Но мы не остановились на разговорах и попробовали… вернее, перешли к процессу опробования. Я время от времени проводил уикенд в их квартире, а иногда попадал на ночь в постель Айрин. Как я и подозревал, при близком знакомстве Айрин оказалась довольно сисястой-попастой, на мой вкус подчеркнуто женственной. А с другой стороны, разве нельзя было сказать то же и о самой Анне Маньяни? Но когда ей дали шанс, она в каждой роли выставляла то, что хотели видеть в ней мужчины. Я попытался думать об Айрин в этом смысле, и в общем небезуспешно, по крайней мере при выключенном свете, в особенности когда я обнаружил, как это щекочет, когда ты слышишь в темноте рядом с тобой женский шепот – непонятные французские ласкательные словечки.
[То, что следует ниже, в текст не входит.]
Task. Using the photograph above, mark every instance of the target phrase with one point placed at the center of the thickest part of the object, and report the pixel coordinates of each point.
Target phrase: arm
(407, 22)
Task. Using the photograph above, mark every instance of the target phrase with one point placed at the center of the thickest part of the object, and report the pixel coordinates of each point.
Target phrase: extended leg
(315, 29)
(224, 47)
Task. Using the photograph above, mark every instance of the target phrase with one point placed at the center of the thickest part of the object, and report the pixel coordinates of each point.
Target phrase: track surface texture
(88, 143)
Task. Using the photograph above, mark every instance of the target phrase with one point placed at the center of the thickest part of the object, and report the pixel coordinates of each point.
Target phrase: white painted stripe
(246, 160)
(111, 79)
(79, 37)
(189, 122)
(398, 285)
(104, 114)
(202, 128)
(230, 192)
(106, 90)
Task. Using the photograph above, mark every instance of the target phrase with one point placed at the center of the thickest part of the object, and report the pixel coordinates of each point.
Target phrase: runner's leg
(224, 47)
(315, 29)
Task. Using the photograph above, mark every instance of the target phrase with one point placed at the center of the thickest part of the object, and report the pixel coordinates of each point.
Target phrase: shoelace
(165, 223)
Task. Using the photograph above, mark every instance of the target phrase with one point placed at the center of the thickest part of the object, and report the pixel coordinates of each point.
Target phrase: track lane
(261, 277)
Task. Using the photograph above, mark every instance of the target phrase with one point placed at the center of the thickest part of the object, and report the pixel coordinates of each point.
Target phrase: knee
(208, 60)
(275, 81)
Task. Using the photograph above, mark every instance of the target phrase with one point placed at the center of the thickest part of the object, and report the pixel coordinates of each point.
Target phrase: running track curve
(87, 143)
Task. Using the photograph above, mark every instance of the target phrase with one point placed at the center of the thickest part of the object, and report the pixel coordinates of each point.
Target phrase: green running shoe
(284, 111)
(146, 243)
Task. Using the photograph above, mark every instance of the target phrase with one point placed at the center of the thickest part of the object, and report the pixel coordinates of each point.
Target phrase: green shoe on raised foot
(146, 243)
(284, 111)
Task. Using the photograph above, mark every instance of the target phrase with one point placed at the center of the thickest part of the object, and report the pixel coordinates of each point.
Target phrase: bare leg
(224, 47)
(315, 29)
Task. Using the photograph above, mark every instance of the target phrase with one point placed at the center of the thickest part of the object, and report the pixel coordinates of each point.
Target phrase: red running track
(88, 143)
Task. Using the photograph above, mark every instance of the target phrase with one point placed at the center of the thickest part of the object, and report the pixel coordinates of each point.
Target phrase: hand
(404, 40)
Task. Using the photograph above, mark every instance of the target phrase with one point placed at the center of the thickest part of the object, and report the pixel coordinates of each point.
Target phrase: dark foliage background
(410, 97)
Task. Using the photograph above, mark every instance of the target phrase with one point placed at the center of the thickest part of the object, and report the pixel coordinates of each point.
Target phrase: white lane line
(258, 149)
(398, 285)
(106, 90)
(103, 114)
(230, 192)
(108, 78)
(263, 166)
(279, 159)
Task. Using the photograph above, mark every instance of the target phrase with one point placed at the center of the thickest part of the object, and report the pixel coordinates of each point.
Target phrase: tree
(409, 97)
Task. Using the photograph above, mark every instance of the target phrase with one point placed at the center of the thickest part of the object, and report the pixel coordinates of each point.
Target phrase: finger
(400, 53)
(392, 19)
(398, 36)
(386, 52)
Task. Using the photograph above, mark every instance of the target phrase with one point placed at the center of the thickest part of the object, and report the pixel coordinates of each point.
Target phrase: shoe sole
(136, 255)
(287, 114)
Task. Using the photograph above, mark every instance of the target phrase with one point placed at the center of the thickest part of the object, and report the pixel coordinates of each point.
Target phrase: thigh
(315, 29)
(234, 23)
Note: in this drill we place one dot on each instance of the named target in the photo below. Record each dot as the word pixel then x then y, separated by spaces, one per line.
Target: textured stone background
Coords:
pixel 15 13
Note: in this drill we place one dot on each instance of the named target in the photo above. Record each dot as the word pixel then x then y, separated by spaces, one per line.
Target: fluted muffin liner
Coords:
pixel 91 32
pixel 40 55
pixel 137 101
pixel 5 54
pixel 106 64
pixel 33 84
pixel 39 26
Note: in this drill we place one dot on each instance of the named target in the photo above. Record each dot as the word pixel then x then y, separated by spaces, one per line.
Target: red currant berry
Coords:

Но не только это служило оправданием для Айрин в роли любовницы. Она была вполне практичной молодой женщиной, немало путешествовала, вращалась в кругах блестящих интеллектуалов, ей было что рассказать. Однажды в кинотеатре она сидела позади Сартра. Шла комедия Джерри Льюиса[32].
– Что, Сартр пошел смотреть Джерри Льюиса?
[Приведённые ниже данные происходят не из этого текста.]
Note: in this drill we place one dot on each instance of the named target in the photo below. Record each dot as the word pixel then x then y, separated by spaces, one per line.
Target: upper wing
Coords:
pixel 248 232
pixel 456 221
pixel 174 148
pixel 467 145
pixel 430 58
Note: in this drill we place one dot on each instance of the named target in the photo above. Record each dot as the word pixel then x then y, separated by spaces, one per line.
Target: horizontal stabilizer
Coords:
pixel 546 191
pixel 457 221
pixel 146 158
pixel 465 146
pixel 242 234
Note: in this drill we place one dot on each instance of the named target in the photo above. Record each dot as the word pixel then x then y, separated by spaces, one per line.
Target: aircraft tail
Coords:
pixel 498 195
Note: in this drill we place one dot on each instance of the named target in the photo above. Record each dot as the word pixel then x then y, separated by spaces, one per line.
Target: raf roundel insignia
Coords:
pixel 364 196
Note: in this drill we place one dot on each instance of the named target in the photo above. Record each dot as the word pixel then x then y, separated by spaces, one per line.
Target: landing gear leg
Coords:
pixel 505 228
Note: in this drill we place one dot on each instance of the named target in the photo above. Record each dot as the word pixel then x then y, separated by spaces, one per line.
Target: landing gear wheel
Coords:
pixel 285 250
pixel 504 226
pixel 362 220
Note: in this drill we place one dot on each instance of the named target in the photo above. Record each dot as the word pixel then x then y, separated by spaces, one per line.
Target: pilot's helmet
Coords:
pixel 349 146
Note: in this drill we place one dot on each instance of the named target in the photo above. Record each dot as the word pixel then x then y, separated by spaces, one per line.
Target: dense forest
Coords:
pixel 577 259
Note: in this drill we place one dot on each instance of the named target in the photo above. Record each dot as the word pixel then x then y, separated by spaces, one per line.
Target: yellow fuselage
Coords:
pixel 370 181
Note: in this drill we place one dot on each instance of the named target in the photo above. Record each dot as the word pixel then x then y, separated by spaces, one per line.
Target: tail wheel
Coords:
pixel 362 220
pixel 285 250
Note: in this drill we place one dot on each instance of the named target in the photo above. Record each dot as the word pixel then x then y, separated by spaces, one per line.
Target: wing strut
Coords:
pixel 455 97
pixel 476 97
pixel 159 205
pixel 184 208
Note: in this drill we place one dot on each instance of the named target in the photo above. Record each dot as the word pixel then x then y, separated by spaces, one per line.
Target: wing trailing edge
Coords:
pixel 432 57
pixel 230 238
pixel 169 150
– Он ходит на все фильмы в парижском прокате. Он просто помешан на кино.
– А я и не подозревал.
– Да-да. У него целая философская система по поводу того, что такое видеть. Он называет это «насилие взглядом». Он говорит: «Увидеть – значит овладеть; видеть значит дефлорировать». Все это очень феноменологично.
– Ух ты.
– «Неизвестный объект имеет статус девственности. Он еще не раскрыл своей тайны; человек должен похитить ее». Ты понимаешь, что он имеет в виду?
– Ну да. Типа. Наверно…
– Хождение в кино – это своего рода визуальное изнасилование.
Я уверен, мысль Жана Поля Сартра о визуальном изнасиловании была воистину глубока. У меня же в голове была Найлана – Дева джунглей на дереве.
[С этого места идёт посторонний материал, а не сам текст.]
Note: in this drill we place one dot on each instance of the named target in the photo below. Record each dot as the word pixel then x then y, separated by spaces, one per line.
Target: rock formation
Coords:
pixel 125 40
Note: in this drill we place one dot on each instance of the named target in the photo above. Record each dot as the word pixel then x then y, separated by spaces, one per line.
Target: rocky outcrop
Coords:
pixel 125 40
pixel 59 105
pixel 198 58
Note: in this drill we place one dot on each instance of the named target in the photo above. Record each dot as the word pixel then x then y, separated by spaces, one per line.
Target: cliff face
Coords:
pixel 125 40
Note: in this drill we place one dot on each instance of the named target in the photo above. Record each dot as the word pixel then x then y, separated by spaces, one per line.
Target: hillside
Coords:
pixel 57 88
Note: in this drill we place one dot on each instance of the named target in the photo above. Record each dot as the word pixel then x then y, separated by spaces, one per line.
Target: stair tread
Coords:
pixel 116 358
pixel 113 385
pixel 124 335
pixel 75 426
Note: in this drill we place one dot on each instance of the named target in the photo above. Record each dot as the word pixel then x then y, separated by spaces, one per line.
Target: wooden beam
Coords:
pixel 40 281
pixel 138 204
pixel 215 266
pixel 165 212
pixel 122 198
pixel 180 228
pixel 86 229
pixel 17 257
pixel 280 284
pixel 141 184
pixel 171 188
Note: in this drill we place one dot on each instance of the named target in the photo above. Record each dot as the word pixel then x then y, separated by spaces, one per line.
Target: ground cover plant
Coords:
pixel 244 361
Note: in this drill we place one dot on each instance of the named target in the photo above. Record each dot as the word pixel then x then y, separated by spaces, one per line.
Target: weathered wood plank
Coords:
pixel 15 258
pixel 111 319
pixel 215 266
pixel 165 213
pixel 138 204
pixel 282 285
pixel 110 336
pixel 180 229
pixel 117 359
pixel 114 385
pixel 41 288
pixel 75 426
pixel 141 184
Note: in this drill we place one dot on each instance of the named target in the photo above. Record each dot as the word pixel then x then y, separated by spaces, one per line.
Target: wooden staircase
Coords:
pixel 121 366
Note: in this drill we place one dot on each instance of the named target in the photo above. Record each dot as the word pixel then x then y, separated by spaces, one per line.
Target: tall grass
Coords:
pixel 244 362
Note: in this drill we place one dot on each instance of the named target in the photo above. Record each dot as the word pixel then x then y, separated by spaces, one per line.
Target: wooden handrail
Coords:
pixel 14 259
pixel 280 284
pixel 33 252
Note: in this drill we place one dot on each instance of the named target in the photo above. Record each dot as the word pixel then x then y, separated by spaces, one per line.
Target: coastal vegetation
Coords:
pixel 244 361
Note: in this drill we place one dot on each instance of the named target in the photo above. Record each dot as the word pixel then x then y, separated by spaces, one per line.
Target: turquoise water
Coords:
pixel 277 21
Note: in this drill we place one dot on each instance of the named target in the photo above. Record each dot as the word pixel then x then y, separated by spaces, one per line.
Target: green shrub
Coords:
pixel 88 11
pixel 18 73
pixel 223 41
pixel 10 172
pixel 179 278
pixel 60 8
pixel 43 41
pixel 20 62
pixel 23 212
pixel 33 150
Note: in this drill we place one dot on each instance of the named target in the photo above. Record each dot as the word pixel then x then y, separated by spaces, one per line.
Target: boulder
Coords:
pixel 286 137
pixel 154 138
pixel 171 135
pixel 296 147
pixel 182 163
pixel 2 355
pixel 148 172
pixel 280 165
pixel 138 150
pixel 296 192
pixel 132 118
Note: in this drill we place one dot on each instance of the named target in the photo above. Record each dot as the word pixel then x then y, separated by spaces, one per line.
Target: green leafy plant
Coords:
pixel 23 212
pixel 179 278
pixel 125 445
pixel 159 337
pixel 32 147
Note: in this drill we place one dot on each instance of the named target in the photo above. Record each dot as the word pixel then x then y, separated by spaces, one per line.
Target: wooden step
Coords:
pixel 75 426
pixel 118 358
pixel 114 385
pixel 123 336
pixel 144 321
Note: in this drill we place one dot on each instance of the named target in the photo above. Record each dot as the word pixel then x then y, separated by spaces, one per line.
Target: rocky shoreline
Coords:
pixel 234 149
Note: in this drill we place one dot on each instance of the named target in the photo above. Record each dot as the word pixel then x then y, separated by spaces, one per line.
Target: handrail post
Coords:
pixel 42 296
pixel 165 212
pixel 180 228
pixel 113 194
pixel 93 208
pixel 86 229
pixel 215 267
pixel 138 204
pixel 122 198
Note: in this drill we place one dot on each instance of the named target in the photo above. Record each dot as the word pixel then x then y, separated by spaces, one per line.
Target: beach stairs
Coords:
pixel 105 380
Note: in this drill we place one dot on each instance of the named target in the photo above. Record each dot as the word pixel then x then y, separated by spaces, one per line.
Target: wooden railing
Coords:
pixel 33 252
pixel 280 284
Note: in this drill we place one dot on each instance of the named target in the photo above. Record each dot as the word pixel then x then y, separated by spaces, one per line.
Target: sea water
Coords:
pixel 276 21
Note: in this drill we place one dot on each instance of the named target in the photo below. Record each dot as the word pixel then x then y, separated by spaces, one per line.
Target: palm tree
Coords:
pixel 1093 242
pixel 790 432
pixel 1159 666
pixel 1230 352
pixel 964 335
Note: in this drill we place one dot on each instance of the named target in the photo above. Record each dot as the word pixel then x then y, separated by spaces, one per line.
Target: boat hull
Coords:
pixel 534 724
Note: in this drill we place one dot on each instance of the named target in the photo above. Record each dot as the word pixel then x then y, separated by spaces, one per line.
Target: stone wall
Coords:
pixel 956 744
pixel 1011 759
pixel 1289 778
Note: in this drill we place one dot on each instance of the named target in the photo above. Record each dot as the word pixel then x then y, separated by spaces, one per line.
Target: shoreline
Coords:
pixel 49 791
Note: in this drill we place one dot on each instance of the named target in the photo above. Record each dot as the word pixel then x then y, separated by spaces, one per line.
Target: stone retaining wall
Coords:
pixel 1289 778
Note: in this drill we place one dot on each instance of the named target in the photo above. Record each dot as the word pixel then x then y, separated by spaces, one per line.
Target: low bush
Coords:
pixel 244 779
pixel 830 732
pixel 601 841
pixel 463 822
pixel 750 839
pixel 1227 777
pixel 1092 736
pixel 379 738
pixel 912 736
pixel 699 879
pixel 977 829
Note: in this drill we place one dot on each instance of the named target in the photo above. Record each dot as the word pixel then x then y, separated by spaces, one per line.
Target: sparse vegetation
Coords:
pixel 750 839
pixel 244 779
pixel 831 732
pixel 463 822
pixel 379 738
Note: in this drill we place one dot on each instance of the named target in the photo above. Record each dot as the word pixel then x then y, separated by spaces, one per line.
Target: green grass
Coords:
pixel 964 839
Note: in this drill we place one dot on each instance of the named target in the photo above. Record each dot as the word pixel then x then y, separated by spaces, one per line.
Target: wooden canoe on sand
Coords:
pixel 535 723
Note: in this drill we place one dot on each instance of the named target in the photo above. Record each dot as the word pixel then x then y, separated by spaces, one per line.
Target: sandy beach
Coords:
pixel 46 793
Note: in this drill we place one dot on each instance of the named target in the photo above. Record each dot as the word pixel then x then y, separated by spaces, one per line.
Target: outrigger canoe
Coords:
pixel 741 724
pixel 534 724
Пожалуй, в остальном наш треугольник мало что мне давал, если не считать того фривольного вида, который мы напускали на себя, появляясь где-нибудь втроем. Потому что мы, конечно же, выставляли наши отношения напоказ. Наверное, мы просто выглядели как три самодовольно-смешливых подростка, но, как впоследствии выяснилось, мой бесстрашный маленький эксперимент с Джефом и Айрин придал немалой самоуверенности моему пока еще очень незрелому характеру и подготовил меня к предстоящему великому эротическому приключению.
Однажды вечером после демонстрации в «Классик» фильма «Hiroshima Mon Amour»[33][34] (как и обычно, фильм оказался для меня слишком глубоким, но опять же, как обычно, любовные сцены заворожили меня) мы с Джефом и Айрин зашли к Мойше выпить крепкого кофе и поговорить о кино. Это стало почти ежевечерним ритуалом. Айрин, которая в основном всегда и говорила, была на высоте, объясняя, как блестяще Ален Рене использовал «герменевтическую реконфигурацию», чтобы добиться «катарсического возбуждения» или чего-то в этом роде. Хотя я и научился вовремя косить глазами и кивать с умным видом, она прекрасно понимала, что для меня ее слова пропадают втуне. «Неужели ты не понимаешь, – настаивала Айрин, – первый эпизод построен так, что невозможно сказать, покрыты ли извивающиеся обнаженные тела радиоактивным пеплом или по́том». Может, оно и было невозможно, но меня это мало волновало. Если на экране были давно знакомые мне обнаженные трепещущие тела, значит, деньги были потрачены не зря. Бедняга Айрин готова была оставить попытки просветить такого варвара, как я, но в это время появились Дон Шарки и Клер в сопровождении мужчины и женщины.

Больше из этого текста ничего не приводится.